Il s’ensuit que les représentations de l’enfer sont innombrables puisque chaque homme fuit le sien propre. « L’enfer, c’est les autres », lançait SARTRE ; ailleurs, PRIMOLEVI parlait de l’enfer comme d’un lieu « où il n’y a pas de pourquoi ». Même la bête et le végétal ont une idée de l’enfer, et si aucun des deux ne sait la verbaliser, l’animal fuit pourtant continuellement son prédateur tout en cherchant sa sécurité dans un groupe ou une tanière, de même que la plante s’écarte des ténèbres et tend sans cesse vers la lumière. Que ferai-je alors ? Suis-je donc, moi aussi, obligé de juger la vie, c’est-à-dire de m’écarter de ce qu’elle a de pire à mes yeux et de chanter ce qu’elle a de meilleur ? Et si je me dérobe à cette tâche et me tais, mes actes et mes choix durant ma vie parleront plus fort que mon silence. Irai-je me réfugier dans la folie ? Me cacherai-je dans l’enfance, dans le divertissement ou la prospérité pour étouffer la question ? Ne serai-je pas alors jugé comme lâche ? Que faire donc ? Comment la vie pourra-t-elle dévoiler mon bonheur et démasquer l’enfer qui se tapit sur mon chemin ? Car l’un porte si aisément le masque de l’autre, et vice versa. La question est abyssale, enivrante, démesurée.

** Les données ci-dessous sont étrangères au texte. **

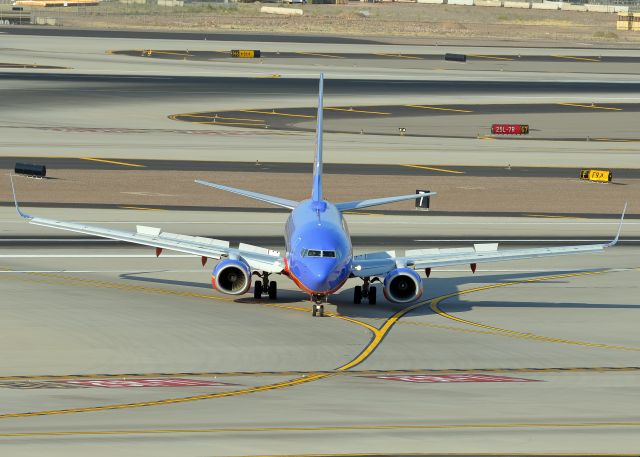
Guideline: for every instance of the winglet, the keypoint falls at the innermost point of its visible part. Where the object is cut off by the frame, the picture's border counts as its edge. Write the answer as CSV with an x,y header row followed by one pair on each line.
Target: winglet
x,y
15,200
316,193
615,240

Et n’est-ce pas finalement en tombant dans le vide de sa propre ignorance que nous sommes enfin disposés à entendre une réponse ? Je ne sais, mais ce que je sais c’est ce que j’ai entendu à ce moment-là : « Jamais je ne vous ai connus, éloignez-vous de moi », disait le Nazaréen à tous les théoriciens du bonheur et de l’enfer, à tous les faiseurs de miracles, les prophètes de la vérité et autres chasseurs de démons et fabricants d’abondance.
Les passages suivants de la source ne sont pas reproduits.